The liquids shown in fig. in the two arms are mercury (specific gravity$ = 13.6$ ) and water. If the difference of heights of the mercury columns is $2\,cm$ , find the height $h$ of the water column.

(A) $27\,cm$
(B) $30\,cm$
(C) $35\,cm$
(D) $44\,cm$

Answer 1

Hint:The points $A$ and $B$ are at the same level, hence the pressure of the liquids at the same medium is equal. Substitute the formula of the pressure in this relation and substitute the known values to find the answer for the height of the water in the tube.

Formula used:
The formula of the pressure is given by
$P = fgh$
Where $P$ is the pressure of the liquid, $f$ is the specific gravity of the liquid, $g$ is the acceleration due to gravity and the $h$ is the height of the liquid present in the manometer.

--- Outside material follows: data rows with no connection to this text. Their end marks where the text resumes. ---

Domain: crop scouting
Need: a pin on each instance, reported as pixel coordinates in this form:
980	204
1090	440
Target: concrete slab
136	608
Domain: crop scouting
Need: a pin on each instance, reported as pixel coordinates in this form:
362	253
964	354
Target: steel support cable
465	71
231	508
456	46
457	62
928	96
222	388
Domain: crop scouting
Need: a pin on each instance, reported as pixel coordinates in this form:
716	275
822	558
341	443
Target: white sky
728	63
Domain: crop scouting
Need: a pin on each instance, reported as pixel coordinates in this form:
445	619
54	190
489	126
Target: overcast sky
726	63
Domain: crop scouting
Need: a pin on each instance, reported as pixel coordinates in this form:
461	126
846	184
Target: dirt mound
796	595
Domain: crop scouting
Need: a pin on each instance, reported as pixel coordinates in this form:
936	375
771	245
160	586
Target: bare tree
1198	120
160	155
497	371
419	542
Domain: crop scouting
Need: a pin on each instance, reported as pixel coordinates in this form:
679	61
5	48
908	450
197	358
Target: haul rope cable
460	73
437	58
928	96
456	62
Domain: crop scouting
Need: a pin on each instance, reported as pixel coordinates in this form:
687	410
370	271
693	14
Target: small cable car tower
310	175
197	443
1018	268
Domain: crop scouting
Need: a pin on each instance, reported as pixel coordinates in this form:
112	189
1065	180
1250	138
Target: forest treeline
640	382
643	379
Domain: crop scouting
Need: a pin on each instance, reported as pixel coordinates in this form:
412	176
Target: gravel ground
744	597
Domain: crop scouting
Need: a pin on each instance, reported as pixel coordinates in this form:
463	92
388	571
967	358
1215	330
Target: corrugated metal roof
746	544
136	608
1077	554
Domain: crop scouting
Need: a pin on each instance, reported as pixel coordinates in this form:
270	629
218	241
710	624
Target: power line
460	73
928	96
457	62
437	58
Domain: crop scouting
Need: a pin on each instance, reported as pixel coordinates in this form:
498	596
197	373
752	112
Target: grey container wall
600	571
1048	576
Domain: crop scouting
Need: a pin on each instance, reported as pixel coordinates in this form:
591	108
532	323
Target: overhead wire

Complete step by step solution:
It is given that the
Specific gravity of the mercury $ = 13.6$
Height of the mercury is $2\,cm$
In general, the pressure at the same level in the same medium is the same.
Hence the pressure at a point $A$ must be equal to the pressure at the point $B$ .
Pressure at $A$ = Pressure at $B$
Substituting the formula of the pressure in the above step.
${f_w}gh = {f_m}gH$
Substituting the values of the specific gravity and the height of the mercury.
$h = 13.6 \times 2$
By performing the basic arithmetic operation in the above step, we get
$h = 27.2 \approx 27\,cm$
Hence the height of the water column in the manometer is $27\,cm$ .

Thus the option (A) is correct.

Note:In this question, the specific gravity of the water is substituted as one. In the manometer, when the positive pressure is given to one arm, then the liquid in the other arm moves up. This change or difference in height gives the pressure.